Se a crise de 1929 inaugurou a possibilidade histórica de afirmação do setor interno sobre o externo, avançando no sentido de superação de um desenvolvimento das forças produtivas que não fosse dependente da expansão internacional da demanda por suas exportações e, assim, propiciar uma transformação igualitária nas relações sociais de produção, a partir da restruturação sistêmica dos anos 1970, essa possibilidade foi limitada, pois permitiu às forças sociais ligadas à economia exportadora se rearticularem. Isso explica a tendência de golpes de Estado e ditaduras cívico-militares nos países latino-americanos, as quais mesmo que em alguns casos esboçassem alguma orientação desenvolvimentista, seus modos de incorporação política das classes populares foram marcadamente elitistas.
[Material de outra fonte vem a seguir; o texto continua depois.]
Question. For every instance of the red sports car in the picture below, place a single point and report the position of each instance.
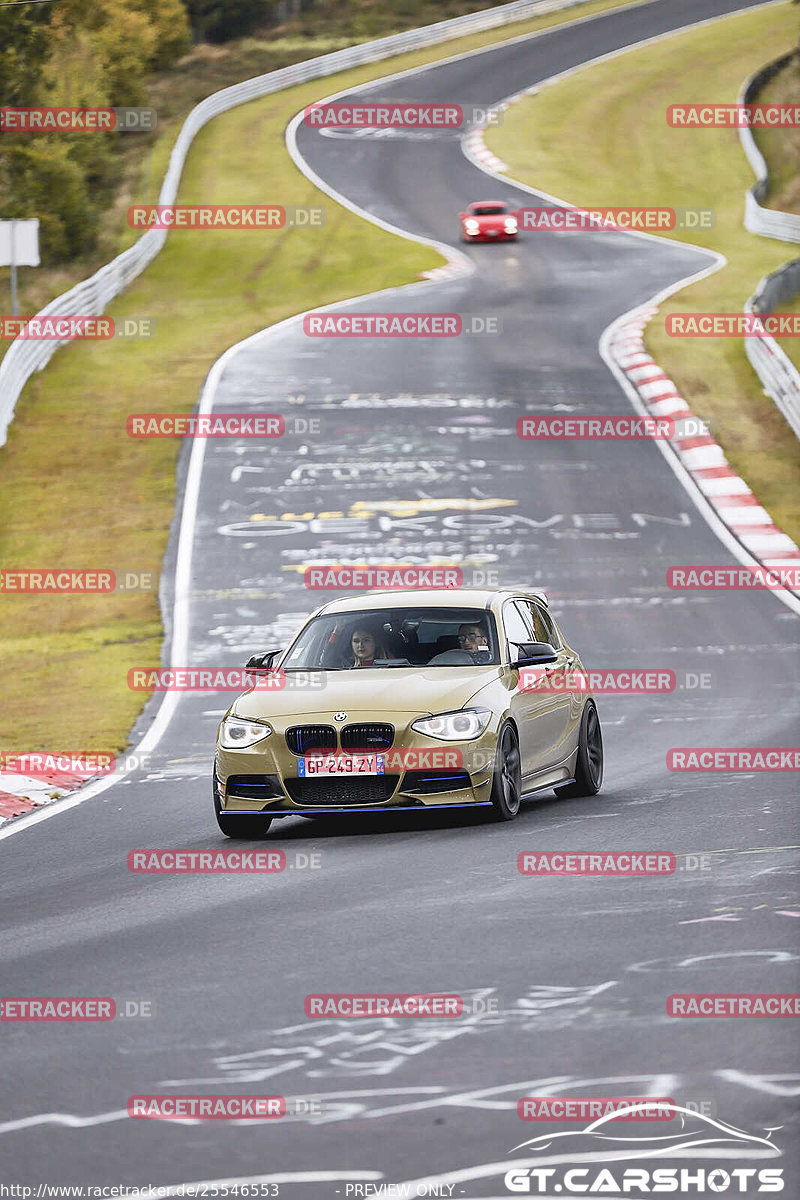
(488, 221)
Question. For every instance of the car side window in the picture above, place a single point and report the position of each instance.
(548, 625)
(516, 629)
(540, 622)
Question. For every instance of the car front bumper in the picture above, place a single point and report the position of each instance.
(420, 772)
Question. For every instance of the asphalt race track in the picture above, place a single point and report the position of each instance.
(419, 459)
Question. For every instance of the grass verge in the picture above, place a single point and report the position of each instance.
(621, 151)
(77, 492)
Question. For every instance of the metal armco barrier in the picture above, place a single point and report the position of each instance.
(779, 376)
(768, 222)
(90, 297)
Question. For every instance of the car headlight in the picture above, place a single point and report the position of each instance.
(459, 726)
(235, 732)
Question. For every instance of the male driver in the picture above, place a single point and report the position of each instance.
(473, 637)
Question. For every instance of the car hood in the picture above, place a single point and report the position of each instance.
(419, 690)
(497, 221)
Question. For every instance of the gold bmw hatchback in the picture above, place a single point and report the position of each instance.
(414, 700)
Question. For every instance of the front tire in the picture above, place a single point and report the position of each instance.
(244, 827)
(589, 765)
(506, 783)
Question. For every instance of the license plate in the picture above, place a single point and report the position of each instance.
(342, 765)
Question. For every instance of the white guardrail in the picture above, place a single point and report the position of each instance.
(90, 297)
(779, 376)
(768, 222)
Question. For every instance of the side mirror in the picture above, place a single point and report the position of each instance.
(535, 654)
(259, 664)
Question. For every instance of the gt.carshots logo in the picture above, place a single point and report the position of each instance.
(631, 1180)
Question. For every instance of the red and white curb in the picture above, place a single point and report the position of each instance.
(23, 793)
(726, 492)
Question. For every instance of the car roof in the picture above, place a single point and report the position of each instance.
(428, 598)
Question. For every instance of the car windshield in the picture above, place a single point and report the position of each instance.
(396, 637)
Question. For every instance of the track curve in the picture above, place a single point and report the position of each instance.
(420, 459)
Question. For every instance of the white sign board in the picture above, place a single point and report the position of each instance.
(23, 237)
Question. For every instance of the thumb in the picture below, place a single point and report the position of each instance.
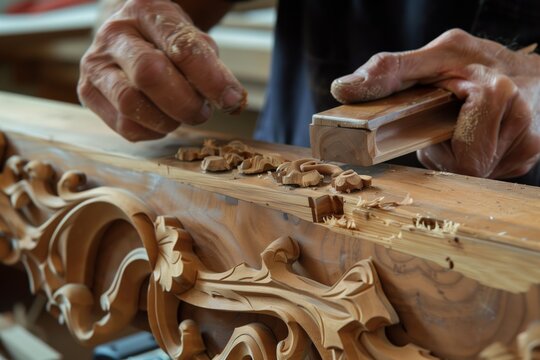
(377, 78)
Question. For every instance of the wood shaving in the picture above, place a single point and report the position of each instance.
(444, 227)
(342, 222)
(378, 203)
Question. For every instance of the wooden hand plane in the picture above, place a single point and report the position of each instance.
(373, 132)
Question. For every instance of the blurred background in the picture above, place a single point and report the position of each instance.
(41, 43)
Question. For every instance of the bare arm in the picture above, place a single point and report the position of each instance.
(203, 13)
(497, 133)
(151, 67)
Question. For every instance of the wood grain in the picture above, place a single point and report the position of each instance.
(373, 132)
(455, 312)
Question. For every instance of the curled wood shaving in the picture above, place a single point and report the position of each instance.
(322, 168)
(305, 172)
(214, 163)
(259, 164)
(189, 154)
(349, 181)
(342, 222)
(239, 148)
(437, 226)
(378, 203)
(233, 160)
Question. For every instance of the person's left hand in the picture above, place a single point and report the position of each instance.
(497, 133)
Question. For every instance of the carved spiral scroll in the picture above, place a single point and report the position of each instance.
(56, 232)
(59, 230)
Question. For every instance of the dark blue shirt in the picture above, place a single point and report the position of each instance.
(317, 41)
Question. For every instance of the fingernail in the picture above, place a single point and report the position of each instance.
(206, 110)
(232, 98)
(351, 79)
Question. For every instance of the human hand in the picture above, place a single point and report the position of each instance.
(497, 132)
(149, 69)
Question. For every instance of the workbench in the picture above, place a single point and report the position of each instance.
(225, 265)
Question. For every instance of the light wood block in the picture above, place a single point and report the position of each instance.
(373, 132)
(225, 265)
Nesse sentido, as especificidades que forjaram as relações de classe e o desenvolvimento da América Latina – colonialismo, escravidão e negação do(a) Outro(a) –

são aspectos próprios da consolidação das sociedades de mercado com grande diferenciação entre as capacidades produtivas dos setores interno e externo. Dado a resignada aceitação neoliberal do discurso antipopulista, este se configura, portanto, como uma legitimação teórico-intelectual contemporânea de dominação da classe burguesa, a qual se origina a partir das classes dominantes que fundaram as modernas nações latino-americanas e, por isso, trata- se de um discurso acentuadamente elitista.